Dimanche 9 juin
La Pentecôte...
Faite pour être vue de loin, cette superbe enluminure peut-être admirée comme un tableau en Sicile.
C'est une belle enluminure tardive d'un grand livre de chœur, antiphonaire ou missel, de la fin du XVIe siècle. Une époque où de plus en plus de livres sont imprimés – l'imprimerie existe alors depuis un siècle. Et où par conséquent l'art de l'enluminure disparaît lentement mais sûrement.
Ce manuscrit est conservé dans la riche bibliothèque de l'abbaye de San Martino près de Monreale, et donc près de Palerme. Il s'agit d'une immense abbaye bénédictine fondée vers 573 par le pape Grégoire 1er, sur une vaste propriété ayant appartenu à sa mère. Elle fut rebâtie au milieu du XIVe siècle, puis encore une fois à la fin du XVIe siècle.
Sur ce livre grand format, de façon à être vu et déchiffré d'un peu loin par plusieurs chantres autour du lutrin, l'enluminure de la Pentecôte est contenue tout entière dans l'initiale S, pour spiritus – le Saint-Esprit – à la messe de la Pentecôte. Les notes carrées que nous apercevons s'appellent des neumes et sont propres au chant grégorien.
La composition de cette lettrine est remarquable et équivalente à un tableau, malgré sa petitesse – une quinzaine de centimètres . Les apôtres sont réunis au Cénacle, dont nous distinguons les fenêtres bien grillagées. Il fait sombre, et le Saint-Esprit survient dans une fulgurance de lumière : une grande colombe d'un blanc immaculé, ailes déployées, qui plonge vers eux dans un flamboiement de rayons dorés.
Des flammes à la fois rouges et or se répandent sur tous les présents.
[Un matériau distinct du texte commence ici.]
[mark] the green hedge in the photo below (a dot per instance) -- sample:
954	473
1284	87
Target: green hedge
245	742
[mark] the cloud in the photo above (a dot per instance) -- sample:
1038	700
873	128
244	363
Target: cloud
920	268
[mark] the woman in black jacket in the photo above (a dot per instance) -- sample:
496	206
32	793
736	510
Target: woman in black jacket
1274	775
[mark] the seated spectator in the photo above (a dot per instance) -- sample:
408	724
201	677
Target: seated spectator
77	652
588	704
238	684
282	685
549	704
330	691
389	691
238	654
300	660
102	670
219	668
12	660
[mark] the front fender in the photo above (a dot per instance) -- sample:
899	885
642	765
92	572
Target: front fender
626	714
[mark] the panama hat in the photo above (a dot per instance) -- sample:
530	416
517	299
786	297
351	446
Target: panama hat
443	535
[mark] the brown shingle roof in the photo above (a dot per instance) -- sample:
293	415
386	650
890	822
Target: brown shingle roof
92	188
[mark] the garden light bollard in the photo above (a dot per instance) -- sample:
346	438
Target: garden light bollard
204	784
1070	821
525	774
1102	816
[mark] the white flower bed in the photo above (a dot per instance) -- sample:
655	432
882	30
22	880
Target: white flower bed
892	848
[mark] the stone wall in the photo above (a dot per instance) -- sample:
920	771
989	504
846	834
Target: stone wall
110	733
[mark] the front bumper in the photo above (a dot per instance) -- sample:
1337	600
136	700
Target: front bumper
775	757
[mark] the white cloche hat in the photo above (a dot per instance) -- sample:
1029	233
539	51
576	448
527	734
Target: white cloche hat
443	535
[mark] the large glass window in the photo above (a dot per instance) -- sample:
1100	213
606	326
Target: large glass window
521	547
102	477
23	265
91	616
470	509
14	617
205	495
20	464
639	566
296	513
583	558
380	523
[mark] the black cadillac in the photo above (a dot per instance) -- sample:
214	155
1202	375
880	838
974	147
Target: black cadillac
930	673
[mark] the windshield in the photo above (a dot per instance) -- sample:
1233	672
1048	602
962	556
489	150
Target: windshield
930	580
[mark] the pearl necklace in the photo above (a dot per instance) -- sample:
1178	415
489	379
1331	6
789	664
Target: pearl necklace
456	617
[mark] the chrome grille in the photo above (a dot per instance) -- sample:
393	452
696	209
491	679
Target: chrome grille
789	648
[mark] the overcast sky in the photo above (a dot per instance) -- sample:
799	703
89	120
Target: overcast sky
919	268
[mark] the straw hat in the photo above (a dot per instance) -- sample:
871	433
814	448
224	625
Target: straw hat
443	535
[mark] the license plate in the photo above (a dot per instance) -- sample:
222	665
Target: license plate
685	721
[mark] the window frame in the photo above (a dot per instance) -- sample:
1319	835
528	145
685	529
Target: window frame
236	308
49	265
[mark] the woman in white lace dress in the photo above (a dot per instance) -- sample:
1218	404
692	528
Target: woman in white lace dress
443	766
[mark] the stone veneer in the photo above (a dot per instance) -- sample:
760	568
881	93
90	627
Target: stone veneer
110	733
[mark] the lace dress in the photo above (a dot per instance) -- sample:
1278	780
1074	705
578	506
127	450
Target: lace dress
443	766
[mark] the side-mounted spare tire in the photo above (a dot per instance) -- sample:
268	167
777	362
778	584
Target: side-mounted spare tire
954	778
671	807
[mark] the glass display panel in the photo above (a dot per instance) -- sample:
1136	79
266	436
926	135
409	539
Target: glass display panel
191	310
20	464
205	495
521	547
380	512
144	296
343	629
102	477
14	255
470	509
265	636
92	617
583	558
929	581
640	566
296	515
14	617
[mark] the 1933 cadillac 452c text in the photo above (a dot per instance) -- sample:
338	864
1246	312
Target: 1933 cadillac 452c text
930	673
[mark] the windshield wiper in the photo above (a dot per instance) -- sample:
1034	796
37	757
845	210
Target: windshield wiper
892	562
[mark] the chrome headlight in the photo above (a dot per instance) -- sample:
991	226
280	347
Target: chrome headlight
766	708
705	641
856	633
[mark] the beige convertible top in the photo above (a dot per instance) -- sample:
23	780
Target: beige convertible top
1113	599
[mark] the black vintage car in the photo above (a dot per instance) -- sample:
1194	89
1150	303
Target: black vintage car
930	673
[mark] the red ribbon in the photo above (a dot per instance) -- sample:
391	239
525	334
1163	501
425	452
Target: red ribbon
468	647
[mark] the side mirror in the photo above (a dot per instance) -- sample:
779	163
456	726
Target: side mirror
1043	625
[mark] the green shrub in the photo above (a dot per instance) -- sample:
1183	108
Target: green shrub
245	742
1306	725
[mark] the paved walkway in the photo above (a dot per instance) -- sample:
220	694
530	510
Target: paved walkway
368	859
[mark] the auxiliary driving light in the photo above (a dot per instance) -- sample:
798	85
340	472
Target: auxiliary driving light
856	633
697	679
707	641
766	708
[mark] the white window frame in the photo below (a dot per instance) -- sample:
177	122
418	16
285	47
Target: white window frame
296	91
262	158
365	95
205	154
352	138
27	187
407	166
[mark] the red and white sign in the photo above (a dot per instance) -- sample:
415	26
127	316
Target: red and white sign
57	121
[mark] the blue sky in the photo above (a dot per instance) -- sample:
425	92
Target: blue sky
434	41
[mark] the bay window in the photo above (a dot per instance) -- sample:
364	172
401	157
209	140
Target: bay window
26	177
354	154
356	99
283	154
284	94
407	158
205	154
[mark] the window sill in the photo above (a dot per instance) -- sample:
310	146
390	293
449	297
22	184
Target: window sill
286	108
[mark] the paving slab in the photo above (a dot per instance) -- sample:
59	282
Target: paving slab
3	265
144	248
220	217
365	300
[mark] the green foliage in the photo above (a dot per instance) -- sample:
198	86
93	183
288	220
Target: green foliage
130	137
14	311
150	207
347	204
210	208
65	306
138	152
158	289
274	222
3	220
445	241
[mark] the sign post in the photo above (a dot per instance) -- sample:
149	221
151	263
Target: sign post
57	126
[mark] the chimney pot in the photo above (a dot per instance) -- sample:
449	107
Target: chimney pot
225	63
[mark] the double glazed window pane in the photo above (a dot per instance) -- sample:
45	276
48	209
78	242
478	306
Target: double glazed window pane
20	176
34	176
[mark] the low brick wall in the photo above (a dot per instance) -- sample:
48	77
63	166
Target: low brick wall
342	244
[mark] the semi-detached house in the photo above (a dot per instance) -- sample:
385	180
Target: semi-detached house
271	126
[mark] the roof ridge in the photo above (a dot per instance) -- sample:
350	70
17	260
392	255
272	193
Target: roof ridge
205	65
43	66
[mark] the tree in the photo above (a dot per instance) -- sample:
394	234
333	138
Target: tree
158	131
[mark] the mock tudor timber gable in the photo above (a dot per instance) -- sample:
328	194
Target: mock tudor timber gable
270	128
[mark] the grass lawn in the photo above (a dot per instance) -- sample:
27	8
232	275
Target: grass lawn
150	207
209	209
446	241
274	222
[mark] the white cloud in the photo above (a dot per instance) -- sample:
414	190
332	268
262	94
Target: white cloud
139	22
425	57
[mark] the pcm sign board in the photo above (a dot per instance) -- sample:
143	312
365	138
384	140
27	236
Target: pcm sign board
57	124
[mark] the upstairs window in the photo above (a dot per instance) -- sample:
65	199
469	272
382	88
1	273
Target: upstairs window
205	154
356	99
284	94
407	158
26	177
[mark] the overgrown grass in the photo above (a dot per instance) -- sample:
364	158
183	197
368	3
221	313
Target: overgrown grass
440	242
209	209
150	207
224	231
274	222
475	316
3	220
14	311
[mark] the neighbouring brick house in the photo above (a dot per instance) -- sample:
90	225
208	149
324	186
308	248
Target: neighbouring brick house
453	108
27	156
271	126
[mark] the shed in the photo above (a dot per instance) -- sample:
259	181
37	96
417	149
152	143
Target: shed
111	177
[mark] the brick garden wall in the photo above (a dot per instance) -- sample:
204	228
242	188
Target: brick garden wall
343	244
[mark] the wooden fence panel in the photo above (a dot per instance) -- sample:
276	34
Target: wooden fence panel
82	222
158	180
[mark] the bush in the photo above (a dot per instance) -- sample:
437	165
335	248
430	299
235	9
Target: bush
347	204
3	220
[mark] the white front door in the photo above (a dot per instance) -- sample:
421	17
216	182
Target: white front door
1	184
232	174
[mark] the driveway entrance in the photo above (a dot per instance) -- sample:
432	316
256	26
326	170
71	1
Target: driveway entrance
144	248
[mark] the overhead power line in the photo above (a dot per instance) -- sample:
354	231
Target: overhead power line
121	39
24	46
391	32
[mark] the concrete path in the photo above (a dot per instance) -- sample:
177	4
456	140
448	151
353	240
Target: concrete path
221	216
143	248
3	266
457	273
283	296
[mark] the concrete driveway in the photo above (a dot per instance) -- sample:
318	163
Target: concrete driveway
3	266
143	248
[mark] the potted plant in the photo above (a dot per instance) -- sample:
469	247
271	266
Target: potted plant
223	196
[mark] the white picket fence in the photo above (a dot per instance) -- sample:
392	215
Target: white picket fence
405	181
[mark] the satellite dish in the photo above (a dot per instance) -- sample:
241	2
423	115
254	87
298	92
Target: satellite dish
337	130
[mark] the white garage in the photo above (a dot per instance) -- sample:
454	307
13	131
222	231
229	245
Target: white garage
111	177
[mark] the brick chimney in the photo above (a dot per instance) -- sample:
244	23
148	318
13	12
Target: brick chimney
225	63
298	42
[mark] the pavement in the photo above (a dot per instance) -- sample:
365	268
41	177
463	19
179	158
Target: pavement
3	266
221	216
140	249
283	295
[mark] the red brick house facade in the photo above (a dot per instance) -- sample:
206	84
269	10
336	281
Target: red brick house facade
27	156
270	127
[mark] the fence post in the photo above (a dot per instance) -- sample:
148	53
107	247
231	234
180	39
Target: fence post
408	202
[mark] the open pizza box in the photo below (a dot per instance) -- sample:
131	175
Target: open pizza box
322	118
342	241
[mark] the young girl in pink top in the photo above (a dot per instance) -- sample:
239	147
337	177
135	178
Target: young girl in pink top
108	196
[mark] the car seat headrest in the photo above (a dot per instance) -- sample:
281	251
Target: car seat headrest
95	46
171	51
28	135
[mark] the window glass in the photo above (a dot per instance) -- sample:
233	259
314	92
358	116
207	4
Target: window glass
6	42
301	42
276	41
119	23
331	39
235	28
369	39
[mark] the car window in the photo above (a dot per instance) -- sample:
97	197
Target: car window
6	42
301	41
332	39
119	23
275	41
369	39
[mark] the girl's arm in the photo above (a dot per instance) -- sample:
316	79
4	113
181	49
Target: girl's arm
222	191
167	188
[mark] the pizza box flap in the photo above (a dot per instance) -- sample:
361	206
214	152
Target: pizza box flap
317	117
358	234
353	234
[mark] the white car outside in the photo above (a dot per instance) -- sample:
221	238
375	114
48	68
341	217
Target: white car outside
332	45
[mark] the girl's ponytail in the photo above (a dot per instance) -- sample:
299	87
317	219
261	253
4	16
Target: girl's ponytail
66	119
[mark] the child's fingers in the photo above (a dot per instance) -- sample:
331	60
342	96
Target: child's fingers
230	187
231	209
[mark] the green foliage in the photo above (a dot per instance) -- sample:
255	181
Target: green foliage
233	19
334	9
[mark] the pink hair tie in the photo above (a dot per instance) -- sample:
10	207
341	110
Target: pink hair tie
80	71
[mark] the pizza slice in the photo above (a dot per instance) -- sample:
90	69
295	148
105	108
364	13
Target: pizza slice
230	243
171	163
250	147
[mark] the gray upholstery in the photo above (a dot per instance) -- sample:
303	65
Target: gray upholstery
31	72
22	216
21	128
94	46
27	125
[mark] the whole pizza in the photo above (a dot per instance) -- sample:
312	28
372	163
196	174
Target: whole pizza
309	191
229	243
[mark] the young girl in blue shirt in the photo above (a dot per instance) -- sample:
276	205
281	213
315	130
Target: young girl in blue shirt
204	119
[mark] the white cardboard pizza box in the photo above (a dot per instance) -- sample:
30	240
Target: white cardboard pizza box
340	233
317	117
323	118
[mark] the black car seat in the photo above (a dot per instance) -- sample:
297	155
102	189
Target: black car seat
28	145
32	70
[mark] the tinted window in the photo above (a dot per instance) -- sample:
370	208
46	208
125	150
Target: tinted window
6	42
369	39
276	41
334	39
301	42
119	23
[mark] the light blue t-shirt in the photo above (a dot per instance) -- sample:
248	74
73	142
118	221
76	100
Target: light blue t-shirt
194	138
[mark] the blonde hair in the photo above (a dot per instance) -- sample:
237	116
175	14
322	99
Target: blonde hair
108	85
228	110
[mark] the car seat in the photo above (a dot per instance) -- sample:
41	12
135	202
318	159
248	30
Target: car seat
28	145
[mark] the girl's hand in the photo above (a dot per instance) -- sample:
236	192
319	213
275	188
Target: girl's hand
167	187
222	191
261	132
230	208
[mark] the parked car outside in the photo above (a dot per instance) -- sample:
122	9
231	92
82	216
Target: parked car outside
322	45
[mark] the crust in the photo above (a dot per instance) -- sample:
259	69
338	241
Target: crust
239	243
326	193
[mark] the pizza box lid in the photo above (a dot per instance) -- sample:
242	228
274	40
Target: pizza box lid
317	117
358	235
Un dais vert émeraude avec en son centre une tenture brodée de fil d'or se déploie derrière la colombe et derrière la Vierge Marie, qui siège au milieu des apôtres, dans la position d'une femme qui accouche assise.
Ces dais appelés « drap d'honneur » étaient déployés derrière les souverains au Moyen Âge et à la Renaissance. La Vierge est vêtue d'un somptueux voile bleu, peint avec du lapis-lazuli et ourlé d'or, sur une robe violette rappelant la Passion, mais rehaussée d'or pour signifier la Résurrection de son Fils.
Dans l'art occidental, ainsi que sur les icônes coptes d'Egypte, la Vierge figure au centre des apôtres de la scène de la Pentecôte, alors que sur les icônes et fresques orthodoxes elle n'apparaît pas. Les Actes des Apôtres ne la mentionnent pas, disant seulement : « Ils se trouvaient réunis tous ensemble dans un même lieu. » Le miniaturiste n'a représenté que onze apôtres, il a omis Thopmas qui venait déjà d'être élu. Les couleurs flamboyantes elles aussi : orange, vert jade, carmin, vert émeraude...
Même les chevelures des apôtres sont peintes avec de la poudre d'or . Ce kaléidoscope de couleurs exprime la variété des charismes apportés par l'effusion de l'Esprit sur le monde et sur l'Eglise, et l'infinie variété des talents et caractères des milliards d'hommes dans le monde et à travers toute l'histoire.
Marie-Gabrielle Leblanc
Hélas ! Mon séjour chez mon fils est terminé, me voici de retour dans mes pénates.
Ce séjour fut merveilleux comme chaque fois que je me retrouve en famille, la cérémonie de la communion de mon petit-fils était très belle. Après la messe, toute la famille a pu manger au jardin, le temps n'avait pas encore été détraqué par Miguel, mais ce dernier nous a copieusement arrosé et secoué hier.